The pioneers of British Columbia’s modern shore-based whale fishery were Captain Sprott Balcom and Captain William Grant who formed the Victoria Whaling Company in 1905. The company hunted the five major species that inhabited our coast: blue, humpback, fin, sei and sperm whales. They established whaling stations at Sechart (1905), Kyuquot (1907), Rose Harbour (1909), and Naden Harbour (1911) and built a processing station at Sechart. They used steam-powered chaser boats and harpoon cannons to hunt all types of large whales. Between 1905 and 1967, these stations processed approximately 25,000 whales.
In 1915 Balcom’s company went into receivership and William Schupp acquired the company’s assets. Schupp’s Seattle-based American Pacific Whaling Company operated whaling stations at Akutan and Bay City (Gray’s Harbour, Washington). From 1915-1918 he reorganized the Canadian operation as a subsidiary of the American Pacific Whaling Co., renaming it the Consolidated Whaling Corporation Ltd.. Operations of the Consolidated Whaling Co. remained headquartered at Point Ellice, Victoria while the legal offices of the Consolidated Whaling Co. were in Toronto. In words of Graeme Balcom;
Whale hunting was an exciting and brutal adventure. With the ship in a likely area of the sea for finding whales, the helmsman crisscrossed the area and the gunner loaded the harpoon into the canon along with it’s mighty charge of black powder. At the same time, a crewman, having climbed up the ratlines and rope ladder mounted atop the mast, would begin his lookout duties. When a whale was spotted with an excited ‘Whale Ho!’, or ‘Thar She Blows!’, the ship would become completely quiet and the captain/gunner would take his place on the bow behind the harpoon cannon.”

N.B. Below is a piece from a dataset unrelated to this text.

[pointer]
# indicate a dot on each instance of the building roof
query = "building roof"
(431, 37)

The Consolidated Whaling Co. wharf outside of Victoria’s Point Ellice bridge was home to their five Norwegian-built whaling vessels Black, Blue, White, Brown, and Green. Gray (ex Petriana) was the company tender, travelling between Victoria’s main wharf and the whaling stations with supplies; returning with oil, whalebone and other by-products from the whaling industry. At the end of the whaling season Gray would travel south to San Francisco with a mixed cargo of whale oil and fertilizer for sale. Other vessels later owned by the company included the Orion, St. Lawrence and W. Grant.
The internment of Japanese–Canadians in 1942 deprived Consolidated Whaling Co. of its most skilled station hands. Whaling continued until 1943 when the boats were docked for the last time. By 1945 the boats were rusty from inactivity and though interested parties tried to revive the whaling fishery, response was indifferent. In 1947 Schupp sold the company’s remaining assets and the boats were sold for scrap in a public auction. The only vessel purchased was Green, however she remained inactive and eventually sank in Victoria’s harbour.
William Schupp passed away in 1948. After World War II, a consortium led by B.C. Packers out of Coal Harbour continued British Columbia’s whaling fishery. During the 1960s production shifted from oil and fertilizer manufacturing to the processing of edible whale meat for export. By 1967 the declining market for these products and a lack of whales in the area ended the whale fishery and the last west coast whaling stations closed.